Entscheidungen im Stadtrat : Neuss verzichtet auf Elternbeiträge

Die Stadt verzichtet auf 1,3 Millionen Euro aus Elternbeiträgen für die Kinder-Betreuung in Kitas und Offenen Ganztagsschulen in den Monaten Januar bis Mai. Was der Stadtrat sonst noch entschied.

Stadt verzichtet bis Mai auf Elternbeiträge

Die Stadt verzichtet auf 1,3 Millionen Euro aus Elternbeiträgen für die Kinder-Betreuung in Kitas und Offenen Ganztagsschulen in den Monaten Januar bis Mai. 300.000 Euro davon sind zusätzlich zu finanzieren, weil das Land ab März nur 25 Prozent der Kosten erstatten will und damit von der Fifty-Fifty-Regelung des Vorjahres abweicht. So erhöht sich der städtischen Anteil auf 75 Prozent, da der Rat darauf verzichtet, die ausfallenden Landesmittel von den Eltern einzuziehen. Viel Aufwand, nennt Bürgermeister Reiner Breuer einen Grund. Ab Juni werden die Beiträge wieder in voller Höhe fällig.
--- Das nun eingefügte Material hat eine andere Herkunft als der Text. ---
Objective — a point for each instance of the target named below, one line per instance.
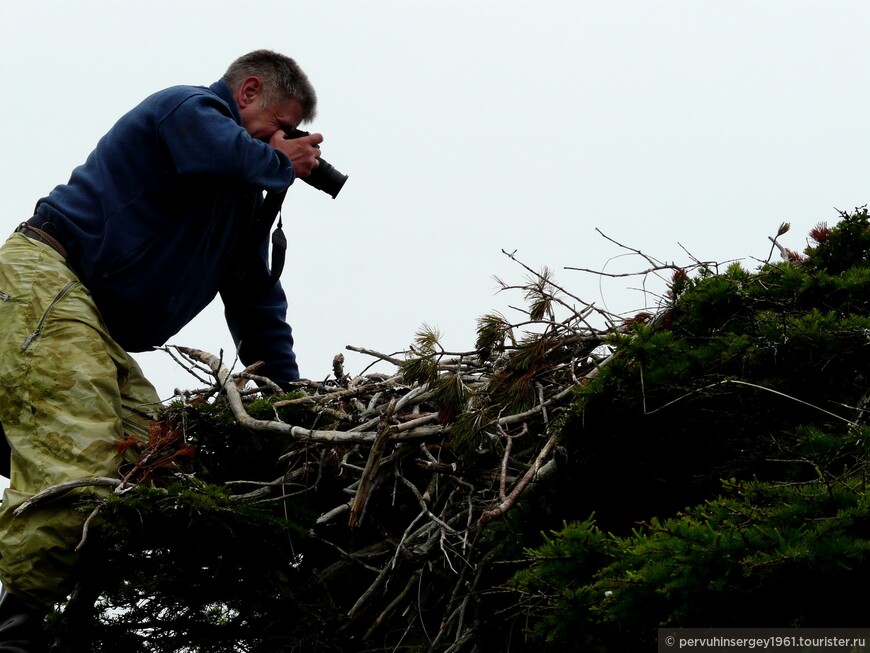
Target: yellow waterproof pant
(68, 393)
Letzter Metall-Container für die Kreuzschule

Die katholische Kreuzschule erhält mehr Platz für die Offene Ganztagsbetreuung. Der Rat beschloss die Anmietung einer Containeranlage mit Platz für zwei Gruppen. Die wird voraussichtlich nur bis Mai 2025 lang benötigt. Gesamtkosten: 215.000 Euro. Ingeborg Arndt (Grüne) hofft, dass das der letzte „Metall-Container-Beschluss“ war. Die Kooperation hatte sich einen Container in Holzbauweise gewünscht. Das war auch von der Verwaltung geprüft aber verworfen worden. Solche Modelle gibt es zu kaufen – aber nicht zu mieten.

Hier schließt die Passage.